Les Robinsons des glaces finissent par trouver un passage dans ce labyrinthe d’icebergs géants et de glaces qui s’entrechoquent.

 Ils avancent mètre par mètre, tirent leurs kayaks, tombent à l’eau, se perdent dans la brume. L’étendue à traverser pour rejoindre les plaques du large est immense.

Quand la mer s’ouvre enfin, commence alors la quête d’une plaque de banquise polaire suffisamment épaisse et solide pour accueillir leur campement de fortune.

Les Robinsons parviennent à en trouver, s’y ’installent et façonnent leur île comme pour maîtriser leur environnement. La vie s’organise dans cet univers sans repère où le temps semble aboli.

Ils s’affairent, scrutent en permanence la fonte de leur plaque, mesurent et commentent sa régression.

Anne effectue des prélèvements de planctons pour les scientifiques et montre l’importance de ces micro-organismes pour le climat.

Gauthier dessine sur le vif la vie quotidienne.
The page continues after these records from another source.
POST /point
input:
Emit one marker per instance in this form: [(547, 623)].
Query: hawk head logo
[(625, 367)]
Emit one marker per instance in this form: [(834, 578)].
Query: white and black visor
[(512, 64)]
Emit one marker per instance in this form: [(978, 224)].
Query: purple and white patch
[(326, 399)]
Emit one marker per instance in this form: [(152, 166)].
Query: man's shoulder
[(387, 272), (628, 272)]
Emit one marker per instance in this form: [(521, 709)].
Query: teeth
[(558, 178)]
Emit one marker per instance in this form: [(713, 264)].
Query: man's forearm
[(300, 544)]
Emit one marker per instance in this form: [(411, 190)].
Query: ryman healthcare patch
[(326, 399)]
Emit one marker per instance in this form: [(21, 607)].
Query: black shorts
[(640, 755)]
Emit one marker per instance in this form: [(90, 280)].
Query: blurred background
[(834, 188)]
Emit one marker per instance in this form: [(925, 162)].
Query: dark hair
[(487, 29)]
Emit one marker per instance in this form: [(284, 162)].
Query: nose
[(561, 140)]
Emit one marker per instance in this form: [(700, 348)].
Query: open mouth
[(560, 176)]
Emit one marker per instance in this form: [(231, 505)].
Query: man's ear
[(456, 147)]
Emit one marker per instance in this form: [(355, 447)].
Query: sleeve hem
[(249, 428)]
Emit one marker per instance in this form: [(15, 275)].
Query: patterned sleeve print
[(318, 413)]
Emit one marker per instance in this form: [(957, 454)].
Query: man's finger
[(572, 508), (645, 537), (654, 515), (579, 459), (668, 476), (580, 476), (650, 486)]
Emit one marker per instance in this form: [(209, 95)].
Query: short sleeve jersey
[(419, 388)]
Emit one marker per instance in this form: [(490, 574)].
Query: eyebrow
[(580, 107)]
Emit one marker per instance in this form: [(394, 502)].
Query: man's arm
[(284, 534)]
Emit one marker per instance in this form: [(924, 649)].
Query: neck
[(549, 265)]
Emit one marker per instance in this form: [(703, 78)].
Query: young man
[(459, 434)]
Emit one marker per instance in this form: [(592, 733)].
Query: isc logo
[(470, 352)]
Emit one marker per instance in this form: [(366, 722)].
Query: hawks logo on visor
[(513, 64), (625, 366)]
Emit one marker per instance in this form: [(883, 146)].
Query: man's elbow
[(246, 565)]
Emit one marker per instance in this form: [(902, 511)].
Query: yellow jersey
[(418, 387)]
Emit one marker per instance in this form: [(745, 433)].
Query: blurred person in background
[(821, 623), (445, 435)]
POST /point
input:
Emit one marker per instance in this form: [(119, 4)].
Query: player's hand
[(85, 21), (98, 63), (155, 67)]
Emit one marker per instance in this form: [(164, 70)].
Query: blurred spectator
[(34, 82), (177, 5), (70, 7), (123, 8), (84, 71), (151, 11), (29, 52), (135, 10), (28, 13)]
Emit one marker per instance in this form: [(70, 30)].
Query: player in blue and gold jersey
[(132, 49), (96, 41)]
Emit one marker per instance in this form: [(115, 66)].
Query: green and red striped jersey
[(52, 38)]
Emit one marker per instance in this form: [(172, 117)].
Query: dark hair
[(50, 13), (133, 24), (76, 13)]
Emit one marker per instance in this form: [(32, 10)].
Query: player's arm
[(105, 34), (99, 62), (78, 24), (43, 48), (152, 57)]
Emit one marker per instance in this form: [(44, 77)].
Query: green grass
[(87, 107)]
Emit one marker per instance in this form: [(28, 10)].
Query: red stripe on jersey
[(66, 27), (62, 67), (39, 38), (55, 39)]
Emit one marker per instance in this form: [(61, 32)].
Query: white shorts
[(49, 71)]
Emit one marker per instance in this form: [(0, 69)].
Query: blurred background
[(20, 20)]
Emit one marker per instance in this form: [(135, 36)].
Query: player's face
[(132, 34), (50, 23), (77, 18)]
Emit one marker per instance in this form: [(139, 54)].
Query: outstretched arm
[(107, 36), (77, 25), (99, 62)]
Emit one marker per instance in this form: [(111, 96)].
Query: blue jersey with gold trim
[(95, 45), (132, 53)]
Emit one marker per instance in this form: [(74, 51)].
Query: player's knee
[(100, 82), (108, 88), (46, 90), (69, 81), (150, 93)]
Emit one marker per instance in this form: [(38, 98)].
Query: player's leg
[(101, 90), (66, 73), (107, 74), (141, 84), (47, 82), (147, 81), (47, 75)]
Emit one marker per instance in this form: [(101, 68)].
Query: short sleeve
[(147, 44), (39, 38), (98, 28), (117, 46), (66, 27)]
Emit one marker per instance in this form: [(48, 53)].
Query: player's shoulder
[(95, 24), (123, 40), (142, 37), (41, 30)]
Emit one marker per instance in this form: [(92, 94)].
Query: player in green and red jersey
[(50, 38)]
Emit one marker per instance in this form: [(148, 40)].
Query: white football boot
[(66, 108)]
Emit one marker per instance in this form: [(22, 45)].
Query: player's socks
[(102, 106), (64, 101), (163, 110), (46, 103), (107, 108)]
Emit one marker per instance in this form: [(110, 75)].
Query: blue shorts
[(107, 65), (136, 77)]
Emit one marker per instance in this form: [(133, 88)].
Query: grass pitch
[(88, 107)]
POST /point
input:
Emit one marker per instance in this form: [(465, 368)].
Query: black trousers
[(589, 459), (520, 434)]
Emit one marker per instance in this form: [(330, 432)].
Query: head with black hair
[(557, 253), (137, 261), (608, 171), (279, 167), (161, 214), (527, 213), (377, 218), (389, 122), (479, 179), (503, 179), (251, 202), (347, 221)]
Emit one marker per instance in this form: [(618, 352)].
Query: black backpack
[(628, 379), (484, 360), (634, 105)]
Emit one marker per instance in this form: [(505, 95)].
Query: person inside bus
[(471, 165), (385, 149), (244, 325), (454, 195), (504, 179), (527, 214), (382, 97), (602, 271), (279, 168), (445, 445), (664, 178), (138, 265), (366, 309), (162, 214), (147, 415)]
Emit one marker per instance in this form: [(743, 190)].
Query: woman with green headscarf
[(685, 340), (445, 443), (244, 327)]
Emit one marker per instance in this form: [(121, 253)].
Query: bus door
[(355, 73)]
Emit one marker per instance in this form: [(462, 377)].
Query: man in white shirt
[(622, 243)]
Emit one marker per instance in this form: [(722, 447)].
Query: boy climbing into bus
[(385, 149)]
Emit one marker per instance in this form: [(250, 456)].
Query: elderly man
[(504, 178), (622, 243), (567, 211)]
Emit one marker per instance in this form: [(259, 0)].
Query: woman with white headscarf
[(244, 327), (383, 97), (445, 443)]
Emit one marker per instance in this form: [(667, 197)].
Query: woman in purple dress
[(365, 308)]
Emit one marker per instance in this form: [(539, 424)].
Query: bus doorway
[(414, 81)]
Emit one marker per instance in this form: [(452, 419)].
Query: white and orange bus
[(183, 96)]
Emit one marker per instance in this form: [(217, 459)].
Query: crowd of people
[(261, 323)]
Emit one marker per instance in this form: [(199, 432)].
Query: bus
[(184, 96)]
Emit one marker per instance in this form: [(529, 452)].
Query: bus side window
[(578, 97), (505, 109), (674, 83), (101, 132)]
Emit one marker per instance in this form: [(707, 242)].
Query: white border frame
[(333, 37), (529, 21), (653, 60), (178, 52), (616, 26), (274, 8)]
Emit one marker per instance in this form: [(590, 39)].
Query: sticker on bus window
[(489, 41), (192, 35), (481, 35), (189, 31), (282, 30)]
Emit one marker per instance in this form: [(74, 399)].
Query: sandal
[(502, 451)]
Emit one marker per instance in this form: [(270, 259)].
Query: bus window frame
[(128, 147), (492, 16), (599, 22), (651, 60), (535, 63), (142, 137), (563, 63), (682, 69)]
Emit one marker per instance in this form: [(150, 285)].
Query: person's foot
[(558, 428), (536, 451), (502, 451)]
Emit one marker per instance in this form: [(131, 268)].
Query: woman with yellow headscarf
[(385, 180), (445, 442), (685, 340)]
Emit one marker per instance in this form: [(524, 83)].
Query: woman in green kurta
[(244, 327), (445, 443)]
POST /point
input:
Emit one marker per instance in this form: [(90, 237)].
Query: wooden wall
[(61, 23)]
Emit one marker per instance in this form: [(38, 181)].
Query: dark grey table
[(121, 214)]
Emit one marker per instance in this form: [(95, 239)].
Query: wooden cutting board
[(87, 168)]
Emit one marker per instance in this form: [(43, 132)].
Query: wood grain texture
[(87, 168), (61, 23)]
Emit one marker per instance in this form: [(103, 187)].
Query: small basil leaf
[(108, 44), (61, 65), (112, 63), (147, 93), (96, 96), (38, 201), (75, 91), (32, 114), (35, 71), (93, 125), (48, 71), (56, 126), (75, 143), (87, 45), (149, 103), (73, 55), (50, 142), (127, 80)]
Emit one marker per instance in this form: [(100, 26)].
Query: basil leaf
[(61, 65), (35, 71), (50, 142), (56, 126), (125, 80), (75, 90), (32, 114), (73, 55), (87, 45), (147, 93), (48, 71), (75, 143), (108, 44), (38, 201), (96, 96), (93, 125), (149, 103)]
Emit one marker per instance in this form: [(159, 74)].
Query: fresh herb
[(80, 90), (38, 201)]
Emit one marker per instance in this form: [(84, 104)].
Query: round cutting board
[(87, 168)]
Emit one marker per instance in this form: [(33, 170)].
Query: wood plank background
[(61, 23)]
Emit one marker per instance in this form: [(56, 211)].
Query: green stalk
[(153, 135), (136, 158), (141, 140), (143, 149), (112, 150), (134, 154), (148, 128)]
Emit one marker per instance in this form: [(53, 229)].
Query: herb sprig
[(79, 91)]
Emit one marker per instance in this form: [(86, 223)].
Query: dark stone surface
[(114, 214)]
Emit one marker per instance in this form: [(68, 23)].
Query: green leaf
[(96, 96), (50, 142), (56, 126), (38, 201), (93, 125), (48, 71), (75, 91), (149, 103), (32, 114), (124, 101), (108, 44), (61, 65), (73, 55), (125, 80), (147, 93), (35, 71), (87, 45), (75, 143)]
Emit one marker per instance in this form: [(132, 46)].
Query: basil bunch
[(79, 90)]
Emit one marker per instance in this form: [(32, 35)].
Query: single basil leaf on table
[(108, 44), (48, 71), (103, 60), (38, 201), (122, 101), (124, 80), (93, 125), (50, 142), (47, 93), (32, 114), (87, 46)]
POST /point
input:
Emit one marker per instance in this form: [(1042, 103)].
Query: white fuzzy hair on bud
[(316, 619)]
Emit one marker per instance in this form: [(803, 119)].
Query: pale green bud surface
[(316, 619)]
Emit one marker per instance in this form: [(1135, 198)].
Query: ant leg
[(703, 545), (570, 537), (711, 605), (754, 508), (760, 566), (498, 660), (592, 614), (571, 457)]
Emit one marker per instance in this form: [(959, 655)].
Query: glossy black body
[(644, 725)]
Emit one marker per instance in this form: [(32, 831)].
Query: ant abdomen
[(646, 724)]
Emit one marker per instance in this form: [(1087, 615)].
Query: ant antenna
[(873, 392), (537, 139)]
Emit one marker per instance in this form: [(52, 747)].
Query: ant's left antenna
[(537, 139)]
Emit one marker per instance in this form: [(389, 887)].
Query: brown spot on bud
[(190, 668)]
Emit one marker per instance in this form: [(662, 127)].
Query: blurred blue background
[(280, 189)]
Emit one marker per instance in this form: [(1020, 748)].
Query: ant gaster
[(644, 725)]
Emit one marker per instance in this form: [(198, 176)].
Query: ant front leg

Emmanuel évalue sans cesse la position et s’inquiète. Luc règle les problèmes techniques et s’interroge sur le sens de cette expérience.

 Leur plaque file emportés par le courant… mais parfois dans la mauvaise direction…

 Lorsque le soleil chauffe un peu, les Robinsons en profitent pour faire un brin de toilette ou la lessive dans l’eau glacée. Les phoques passent à proximité de leur îlot de glace silencieux.

La vie oscille entre activités et contemplation de ce paysage dont les lumières créent un univers féerique. Sur cette banquise en décomposition le décor est en perpétuel mouvement.

Emmanuel livre ses préoccupations sur l’avenir du monde et dévoile la portée philosophique de cette aventure.

La beauté grandiose des lieux ne peut pas faire oublier les risques omniprésents. La vigilance doit être permanente. La fatigue se fait sentir, difficile de trouver le sommeil lorsqu’il ne fait jamais nuit, qu’à tout moment, un drame peut se produire… dans la brume, un iceberg s’est approché dangereusement, risquant de briser et de déséquilibrer leur radeau de glace. L’angoisse est palpable.

Dans cet univers glacé, les difficultés ne viennent pas uniquement des risques de l’expédition. Ils peuvent venir de tensions au sein du groupe. L’arme absolue pour survivre dans ce huit clos sera l’humour et la dérision.

Le radeau de glace fond sous leurs pieds plus en plus vite. Le danger devient trop grand. Ils décident de le quitter rapidement pour trouver une nouvelle plaque plus solide.

Ils s’installent à nouveau sur une nouvelle plaque. Voilà déjà cinq semaines qu’ils dérivent sur les glaces, lorsqu’un soir, un énorme iceberg se brise et provoque une énorme vague qui manque de les balayer. Ils passent à côté de la catastrophe et décident de regagner la terre pour éviter le pire.

Les Robinsons des glaces nous livrent le bilan de leur aventure. Pour eux  l’important n’est pas tant de réaliser un exploit que d’être les témoins de ce milieu qui disparaît.